Any advertiser worth his salt will tell you that we try to buy, eat and drink our way to happiness. (NB Happiness is cheaper in the January sales and the happiness index plateaus regardless of wealth.) We go to fancy restaurants hoping to be spotted by a co-worker steaming up the window with the laughter from our own witty repartee or spot Brian Cowen - it was him! - with a group of important-looking men, doing their darnedest to simultaneously spend and eat their way out of a downturn, with impressive Orwellian gusto. But who am I to judge? Trotters poised, I ate every last morsel too.
We have always lived life to excess. Paddies + Money = Celtic Vulgaris, a hardy mutation that may yet survive any boom-and-bust. (Is that the gentle purr of a credit card machine I hear before me?)
I actually heard of a wedding invitation saying: "No dresses from Debenhams and no presents under €150 if you're single, or €200 if you're a couple."
In the restroom on the ground floor of an office block in Dublin there is a notice telling us, "Please use the brush provided if you've soiled the bowl". It's no small irony that this sign urging us to take responsibility for our own actions is in the Central Bank.

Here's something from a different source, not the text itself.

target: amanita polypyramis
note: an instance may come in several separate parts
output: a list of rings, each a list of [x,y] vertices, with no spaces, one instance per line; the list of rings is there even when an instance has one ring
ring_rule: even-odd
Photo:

This Christmas, the Small Firms Association says we will spend €4.5 billion. And that's with money-saving Kris Kindle. "Hourly spend will be in excess of €25 million!" (That's the SFA's "!" - not mine.) "If everyone spent just €100 extra on Irish products the result would be an extra spend of over €200 million on Irish-made products during Christmas," it said. It's presumably referring to the 290,000 Irish shoppers in New York and the estimated €1 billion a year spent on overseas shopping. An extra €100 is chicken feed when some people actually spend €1,000 per child, but €4.5 billion is quite enough.
We have tickets on ourselves, more so when we are well-off. I once asked a brash, young entrepreneur in a bar how his house was coming along; he replied, "Which one?"

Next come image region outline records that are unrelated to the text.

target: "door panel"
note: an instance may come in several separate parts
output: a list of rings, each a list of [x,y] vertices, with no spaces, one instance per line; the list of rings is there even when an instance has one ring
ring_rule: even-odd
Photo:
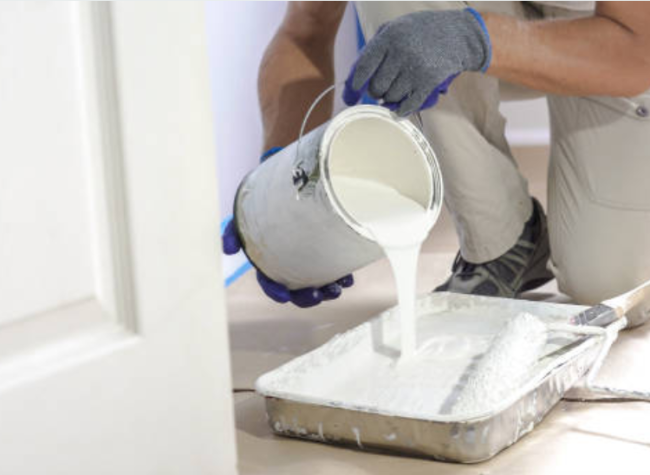
[[[235,472],[204,24],[0,5],[0,473]]]

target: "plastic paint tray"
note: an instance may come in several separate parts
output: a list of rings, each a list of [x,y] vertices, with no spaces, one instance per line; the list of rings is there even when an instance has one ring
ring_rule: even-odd
[[[546,323],[566,323],[584,308],[445,292],[419,298],[418,358],[426,359],[429,376],[440,387],[431,400],[420,395],[420,400],[404,401],[397,408],[355,401],[355,395],[368,394],[376,384],[376,366],[394,364],[399,355],[395,308],[264,374],[256,389],[266,399],[271,428],[280,435],[480,462],[514,444],[544,418],[594,362],[601,340],[549,333],[544,356],[520,388],[489,411],[453,415],[445,401],[453,400],[461,387],[471,370],[468,362],[480,358],[505,322],[521,312]],[[463,356],[455,361],[458,354]],[[337,387],[318,383],[323,380]],[[417,392],[408,394],[417,398]]]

This next one sounds like the makings of a joke. It's not. A barrister and solicitor attend a Christmas party; the solicitor requests white wine, if it's chilled, but not Chardonnay or, if there's no white left, he asks for red wine, but not Merlot; the barrister simply brings her own bottle of vintage claret, hides it on the bookshelf, stands guard all night and pours it surreptitiously. (And therein lies the difference between barristers and solicitors.)
We also mock celebrities who crave attention, but peek into the Shelbourne any night of the week and you will find people boasting about their credit card debt. After 800 years of oppression - yes, that again - we sure have one massive cultural chip on our shoulder, which makes us easy pickings for marketing men who tell us that we can be anything or anyone. Even that person in that magazine. We put on the Ritz. We go to the Ritz. And we complain about it afterwards because they barely let us past the gates, they didn't treat us right, they kept us waiting. Who knew all that money wouldn't buy us respect?
That's why I couldn't take my eyes off the woman in the gold dress. Her emotional trajectory over those 10 minutes - excitement, laughter, fatigue, tears - mirrors our own journey over the last 10 years. Like the woodcutter granted three wishes only to blow them all, we wished for low interest rates and high salaries, to keep us in the lifestyle to which we would like to become accustomed, and a nice quality of life, so house prices fell. But we have been too worried about wasting our wishes to truly enjoy them.
We are simple folk at heart. We will be happy to be miserable again, just like the way we were.